What I Can See from My Window – Rosemary

What I Can See from My Window – Rosemary

When we moved into our new home, I could see a tree with glossy green leaves from the large windows that overlooked our courtyard garden.

As it was wintertime, we had no idea what the tree was.  

However, when summer came, and large cone-shaped buds formed on the tree we learnt that it was a ‘Little Gem’ Magnolia. 

I was amazed when the first bud opened revealing a large white flower of breathtaking beauty.  

But I soon realised the large, exquisitely perfumed flower was short-lived. The white petals faded before turning brown.

It was only after the petals had fallen that I noticed something else. The cone-shaped centre of the flower that remained, became a thing of beauty in its own right.
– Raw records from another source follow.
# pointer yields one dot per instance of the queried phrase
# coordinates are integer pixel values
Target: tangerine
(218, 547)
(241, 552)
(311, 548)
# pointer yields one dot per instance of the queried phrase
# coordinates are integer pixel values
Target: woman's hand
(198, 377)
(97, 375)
Eventually the cone-shaped centre changed too until it was covered in what looked like small, tightly compressed green leaves, reminiscent of praying hands. They seemed to be protecting something. Over time, each tiny green leaf was tipped with red spikes.
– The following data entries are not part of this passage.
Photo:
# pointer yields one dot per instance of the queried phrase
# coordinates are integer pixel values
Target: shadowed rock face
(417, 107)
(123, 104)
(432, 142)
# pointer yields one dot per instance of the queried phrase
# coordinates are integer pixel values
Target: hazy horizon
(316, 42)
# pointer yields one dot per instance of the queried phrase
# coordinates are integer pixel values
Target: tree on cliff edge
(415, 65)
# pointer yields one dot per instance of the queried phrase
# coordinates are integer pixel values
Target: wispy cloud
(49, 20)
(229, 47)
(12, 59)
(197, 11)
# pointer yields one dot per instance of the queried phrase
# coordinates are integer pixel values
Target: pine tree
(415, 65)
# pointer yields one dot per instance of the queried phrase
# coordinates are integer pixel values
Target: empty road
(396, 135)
Eventually the spikes were too prickly to touch.

Only when the colours faded, did the cone-shape centre reveal that it was protecting seeds.

Upon reflection, I saw that the cycle of the magnolia flower from bud to the end of its life, emulated the cycle of our own lives.

The closed bud reminded me of our babyhood when our potential is unknown.

The white flower when in full bloom reminded me of the high-energy time of adulthood when our talents and gifts blossomed.

Inevitably, this stage doesn’t last forever as signified by the falling petals. 

But the remaining cone-shaped centre of the flower covered in what appeared to be tightly compressed, small green leaves, like praying hands, represented older age. 
Maybe the seeds, that were being protected by the red spikes, can be likened to the stories of faith, courage and resilience that lie within each of us, that need to be protected so they can be passed on.

The Little Gem Magnolia tree, which I could see though our windows, taught me much, and I’m grateful for its abiding and flourishing presence.